After an hour or so in which Lara and I exhausted my fears, anxieties, regrets, and hopes for the future, including rather shamefully that Emanuelle get hit by a truck, it was finally decided that I would call Luke back and accept his apology.

“Okay, just do it,” Lara said, looking with heavy-lidded eyes at her watch. “It’s almost eleven. You can’t call him after that.”

“He stays up late,” I told her.

“You can only call someone after eleven if you’re fucking them,” she said firmly.

“Okay, I’ll call him in a minute,” I promised. “But just remind me, what’s he doing now?” I asked, craving reassurance.

“He’s realized that he made a huge mistake because he was so jet-lagged and tired and now his house is all empty and he doesn’t like hav-ing takeout alone and there’s nobody there to tell how his day was and he’s regretting it and wants you back,” Lara repeated by rote.

“Are you sure?”

“Of course,” Lara said confidently as she cleared away our wineglasses. “What else would he be doing?”
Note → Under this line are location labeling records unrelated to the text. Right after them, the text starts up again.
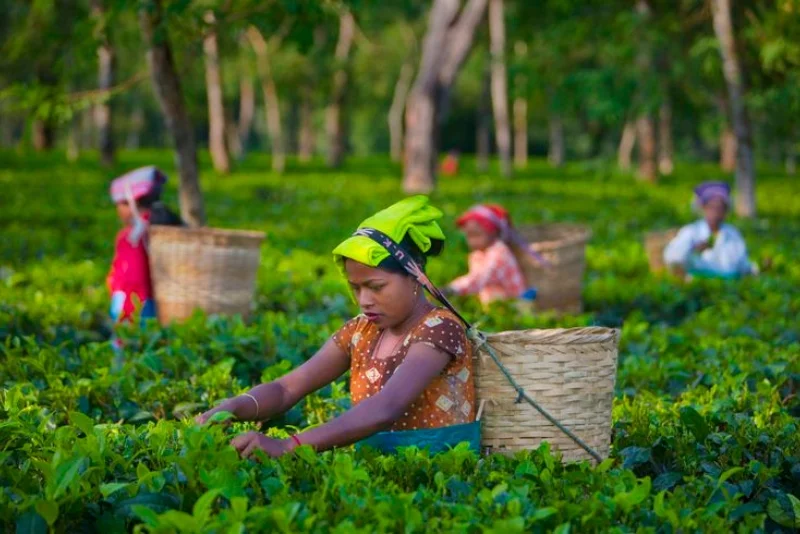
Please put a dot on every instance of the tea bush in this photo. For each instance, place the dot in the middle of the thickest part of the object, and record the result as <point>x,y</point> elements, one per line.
<point>705,421</point>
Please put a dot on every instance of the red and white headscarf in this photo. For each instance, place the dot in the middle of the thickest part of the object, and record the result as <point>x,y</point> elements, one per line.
<point>137,184</point>
<point>495,219</point>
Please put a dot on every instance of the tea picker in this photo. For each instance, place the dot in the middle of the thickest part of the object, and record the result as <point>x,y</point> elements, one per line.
<point>421,374</point>
<point>710,248</point>
<point>137,196</point>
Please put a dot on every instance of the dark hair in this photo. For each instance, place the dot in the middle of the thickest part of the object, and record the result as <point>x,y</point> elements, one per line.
<point>159,213</point>
<point>393,266</point>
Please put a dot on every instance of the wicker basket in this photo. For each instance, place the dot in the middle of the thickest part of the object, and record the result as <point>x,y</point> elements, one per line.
<point>570,373</point>
<point>654,245</point>
<point>203,268</point>
<point>559,285</point>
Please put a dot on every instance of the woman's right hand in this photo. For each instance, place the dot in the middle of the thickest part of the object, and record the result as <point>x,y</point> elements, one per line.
<point>233,405</point>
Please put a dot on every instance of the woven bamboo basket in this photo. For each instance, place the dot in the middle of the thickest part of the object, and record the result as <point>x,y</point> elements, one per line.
<point>654,245</point>
<point>208,269</point>
<point>564,247</point>
<point>569,372</point>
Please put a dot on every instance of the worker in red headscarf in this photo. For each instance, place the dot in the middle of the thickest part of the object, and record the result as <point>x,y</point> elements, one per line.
<point>494,273</point>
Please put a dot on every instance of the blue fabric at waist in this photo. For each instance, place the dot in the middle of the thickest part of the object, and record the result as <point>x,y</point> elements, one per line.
<point>433,439</point>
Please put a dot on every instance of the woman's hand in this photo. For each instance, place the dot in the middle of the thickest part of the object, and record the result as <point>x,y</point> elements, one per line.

Sadly, Luke was doing something
very
else when I finally plucked up the courage to call him.

“Hold on, I’m going outside,” he said as I held the phone away from my ear so as not to be deafened by the blare of Franz Ferdinand.

“Where are you?” I asked, as though I were genuinely, casually curious and not still his suspicious girlfriend.

“Some place called Avalon!” he yelled. Oh, so only the hottest club in town on a Monday night, I thought with a mounting sense of concern. Already this was not going as Lara had promised.

“Sounds fun,” I said, then moved on swiftly so as not to overplay the inherent difference between a broken man and one on the town with Paris Hilton
et al.
“Well, I was just returning your call.”